The #MeToo Secret I Didn’t Want To Admit: My Husband Raped Me
My son had us listening to the KidsBop version of Katy Perry’s “Roar” on repeat all week. I’d been singing along for days, “You held me down, but I got up…” before it hit me: This song is my anthem.
He held me down (and I couldn’t get up). But then I did – I got up. I am up. I went from zero, to my own hero.
I initiated a divorce with my ex for a million reasons. He never followed through on his promises. He made a few big parenting mistakes I had a hard time looking past. He made my life harder instead of easier. When things were bad, we brought each other down instead of up. Our sex life was terrible. We didn’t make a good team. We had simply grown apart.
But once I stopped biting my tongue and holding my breath, once he was gone and I was on my own, I realized just how bad the dark parts had been. Our sex life wasn’t just terrible; my husband had been raping me. For years, I think.
I can only say “I think” because while the memories of the dark moments are crystal clear, I can’t say when the rapes happened or how many there were. But I know they did happen…
I would wake up and he would be on top of me, inside of me.
I’d be disoriented as I came out of a deep sleep. I would say “no” and “stop” and “I don’t want this,” but he would continue.
I would try to push all 215 lbs. of him off of me. Sometimes I would manage to get myself out from under him and snap him into his senses, getting him to stop.
But often I wouldn’t.
I would verbally and physically protest, but he would continue, his weight winning out over mine. Sometimes I would give up fighting and just lay motionless, willing him to finish quickly.

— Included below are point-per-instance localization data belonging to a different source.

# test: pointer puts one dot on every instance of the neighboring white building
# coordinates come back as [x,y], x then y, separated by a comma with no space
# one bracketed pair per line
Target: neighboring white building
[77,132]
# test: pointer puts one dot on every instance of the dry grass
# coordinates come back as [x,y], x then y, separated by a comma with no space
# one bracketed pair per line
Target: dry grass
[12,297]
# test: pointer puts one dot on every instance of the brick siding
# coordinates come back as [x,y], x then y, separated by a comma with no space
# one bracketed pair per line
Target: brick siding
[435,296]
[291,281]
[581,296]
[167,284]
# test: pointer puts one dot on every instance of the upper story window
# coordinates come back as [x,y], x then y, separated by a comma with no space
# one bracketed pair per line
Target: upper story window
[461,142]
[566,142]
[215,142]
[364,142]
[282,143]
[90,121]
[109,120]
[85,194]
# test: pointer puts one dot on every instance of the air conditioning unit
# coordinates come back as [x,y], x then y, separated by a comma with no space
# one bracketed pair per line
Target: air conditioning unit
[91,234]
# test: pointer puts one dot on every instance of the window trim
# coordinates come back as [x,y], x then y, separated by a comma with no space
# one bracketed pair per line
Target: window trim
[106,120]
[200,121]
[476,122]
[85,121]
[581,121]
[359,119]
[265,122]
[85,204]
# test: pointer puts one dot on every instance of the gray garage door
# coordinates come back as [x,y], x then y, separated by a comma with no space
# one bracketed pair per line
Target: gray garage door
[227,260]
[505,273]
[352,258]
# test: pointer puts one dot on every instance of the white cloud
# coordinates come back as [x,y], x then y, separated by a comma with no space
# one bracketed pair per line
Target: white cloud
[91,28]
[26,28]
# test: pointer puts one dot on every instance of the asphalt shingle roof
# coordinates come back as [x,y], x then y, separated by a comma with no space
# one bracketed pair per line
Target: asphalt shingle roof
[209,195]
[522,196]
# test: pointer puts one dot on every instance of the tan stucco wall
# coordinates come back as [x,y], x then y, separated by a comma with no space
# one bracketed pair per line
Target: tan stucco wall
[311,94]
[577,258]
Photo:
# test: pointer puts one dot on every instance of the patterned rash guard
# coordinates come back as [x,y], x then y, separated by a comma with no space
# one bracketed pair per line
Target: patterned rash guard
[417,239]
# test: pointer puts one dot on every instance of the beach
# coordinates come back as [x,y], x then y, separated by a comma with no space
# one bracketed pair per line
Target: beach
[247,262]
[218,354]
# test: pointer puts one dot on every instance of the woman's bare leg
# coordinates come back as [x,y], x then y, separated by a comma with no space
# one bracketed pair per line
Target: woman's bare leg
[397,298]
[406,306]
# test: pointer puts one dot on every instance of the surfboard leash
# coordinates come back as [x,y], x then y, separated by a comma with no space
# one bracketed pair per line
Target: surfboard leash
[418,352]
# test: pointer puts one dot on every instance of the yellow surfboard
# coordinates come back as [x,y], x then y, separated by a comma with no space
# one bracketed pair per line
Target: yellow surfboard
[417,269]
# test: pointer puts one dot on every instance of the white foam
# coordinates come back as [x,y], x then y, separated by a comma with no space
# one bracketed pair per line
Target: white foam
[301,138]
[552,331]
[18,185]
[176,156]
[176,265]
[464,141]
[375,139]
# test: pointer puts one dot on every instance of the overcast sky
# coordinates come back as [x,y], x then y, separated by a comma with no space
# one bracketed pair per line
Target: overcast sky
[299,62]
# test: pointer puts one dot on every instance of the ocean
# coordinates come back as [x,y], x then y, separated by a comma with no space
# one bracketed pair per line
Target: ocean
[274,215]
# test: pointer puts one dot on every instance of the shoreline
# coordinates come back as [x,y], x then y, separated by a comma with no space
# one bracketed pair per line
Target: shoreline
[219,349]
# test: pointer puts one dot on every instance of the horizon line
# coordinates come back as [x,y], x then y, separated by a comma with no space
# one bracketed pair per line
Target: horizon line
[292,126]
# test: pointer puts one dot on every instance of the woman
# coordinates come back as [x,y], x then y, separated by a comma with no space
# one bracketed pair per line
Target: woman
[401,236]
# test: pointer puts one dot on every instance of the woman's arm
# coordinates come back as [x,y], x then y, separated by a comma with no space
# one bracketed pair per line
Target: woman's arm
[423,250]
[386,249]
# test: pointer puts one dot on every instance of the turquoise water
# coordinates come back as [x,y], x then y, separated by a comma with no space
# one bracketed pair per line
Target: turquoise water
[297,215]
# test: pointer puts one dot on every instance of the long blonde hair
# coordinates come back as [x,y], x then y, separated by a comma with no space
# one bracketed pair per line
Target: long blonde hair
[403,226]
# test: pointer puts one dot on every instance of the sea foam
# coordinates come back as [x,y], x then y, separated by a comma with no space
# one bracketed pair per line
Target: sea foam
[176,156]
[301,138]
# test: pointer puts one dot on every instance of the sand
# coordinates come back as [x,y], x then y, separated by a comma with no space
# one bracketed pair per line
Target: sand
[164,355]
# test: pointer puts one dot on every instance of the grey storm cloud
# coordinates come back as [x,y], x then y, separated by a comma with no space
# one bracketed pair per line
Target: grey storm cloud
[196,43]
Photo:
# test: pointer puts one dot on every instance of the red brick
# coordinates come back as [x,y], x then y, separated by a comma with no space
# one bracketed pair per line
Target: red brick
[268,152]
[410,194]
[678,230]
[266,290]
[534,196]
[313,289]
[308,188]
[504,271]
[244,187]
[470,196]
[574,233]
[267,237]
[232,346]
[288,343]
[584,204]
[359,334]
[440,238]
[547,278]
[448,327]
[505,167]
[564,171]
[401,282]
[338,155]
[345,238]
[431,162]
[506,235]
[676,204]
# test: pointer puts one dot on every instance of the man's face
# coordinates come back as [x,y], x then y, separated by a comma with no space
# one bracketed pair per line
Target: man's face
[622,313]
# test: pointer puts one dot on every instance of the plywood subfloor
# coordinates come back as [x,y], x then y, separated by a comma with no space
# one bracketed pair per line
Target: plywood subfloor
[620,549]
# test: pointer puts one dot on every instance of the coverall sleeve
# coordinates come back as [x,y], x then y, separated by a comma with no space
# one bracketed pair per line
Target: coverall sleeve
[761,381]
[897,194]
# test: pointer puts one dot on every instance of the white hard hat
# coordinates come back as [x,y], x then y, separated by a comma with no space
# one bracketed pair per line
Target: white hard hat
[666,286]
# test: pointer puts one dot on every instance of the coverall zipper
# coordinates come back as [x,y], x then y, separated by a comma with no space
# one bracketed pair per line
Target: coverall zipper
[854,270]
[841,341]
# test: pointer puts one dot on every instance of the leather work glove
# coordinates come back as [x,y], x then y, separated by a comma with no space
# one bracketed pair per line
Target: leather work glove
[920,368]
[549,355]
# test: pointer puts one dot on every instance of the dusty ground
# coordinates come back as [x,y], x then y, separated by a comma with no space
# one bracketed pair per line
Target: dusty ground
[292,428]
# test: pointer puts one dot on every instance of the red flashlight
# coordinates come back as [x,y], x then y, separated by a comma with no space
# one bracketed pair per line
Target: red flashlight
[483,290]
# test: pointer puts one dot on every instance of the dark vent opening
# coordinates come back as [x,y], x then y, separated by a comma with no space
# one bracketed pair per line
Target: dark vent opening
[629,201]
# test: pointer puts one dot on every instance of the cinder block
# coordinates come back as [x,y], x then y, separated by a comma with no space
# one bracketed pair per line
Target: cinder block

In the morning, I would say to him, “You can’t do that to me. It’s not okay. You have to stop doing this to me.”
And he would say, “I know. I’m sorry. I don’t know what happened. I think I must have been asleep or something. I’m so sorry.”
And it wouldn’t happen again… for a while. But then it would. And I would protest. And he would apologize in the morning.
Until one night he pushed me past the breaking point.
(Get ready ‘cause I’ve had enough / I see it all, I see it now.)
When I woke up and he was on top of me, inside of me, I yelled, “NO!” And with all of my might I squirmed and twisted and got out from under him and propelled myself first up and then down into his chest, elbow first.
“OWWWW!!!!” He yelled. “What the FUCK was that?!? What’s wrong with you.”
And I quite calmly said, “That is how much I mean it when I say, NO! You CAN’T DO THIS TO ME ANYMORE. IT IS NOT OKAY. I have been telling you it’s not okay for a long time. This has to STOP.”
And it never happened again.
He never “accidentally” started having sex with me while I was sleeping again because it was never an accident. It was rape. Marital rape is rape.
I said, “No!” I said, “Stop!” I used my body (sometimes successfully) to forcefully make him stop. Married or not, he raped me.
The night I ended the vicious rape cycle was at least a year and a half before I told him I wanted a divorce, two and a half years before I was able to label what happened as rape.
Only I can’t roar. I can’t throw the word “rape” in his face and make him confront the horror of what he did to me. I can’t roar because everything I’m doing, everything I’ve done since I put a stop to the middle-of-the-night rapes has been to protect and care for our son. Confronting him now would ruin the delicate co-parenting balance we’ve created.
I didn’t get to grow up with a dad. I want my son to know his, however flawed he might be. I want him to make his own judgments about him, form his own relationship with him.
I keep choosing to take the high road. The road that will let my son have two parents.
But there’s a cost to this path, this silence. My ex could hurt someone else. In my attempt to protect my son, I leave open the door to further abuse. So I have an imperfect plan: I will tell my side of the story to my ex when he becomes seriously involved with someone else. I will tell him he raped me in the hopes that this label makes him face the gravity of what he did. And if there’s ever even a whisper of evidence that he’s abusing someone else then I will ROAR. Loudly and clearly.
For now, my roaring is me living my best life. It’s raising a son who has empathy and respect for all people. Who is loving and kind. Who understands and respects the importance of consent. That’s my path to tearing down the patriarchy.
You hear my voice? You hear that sound? Like thunder, gonna shake the ground.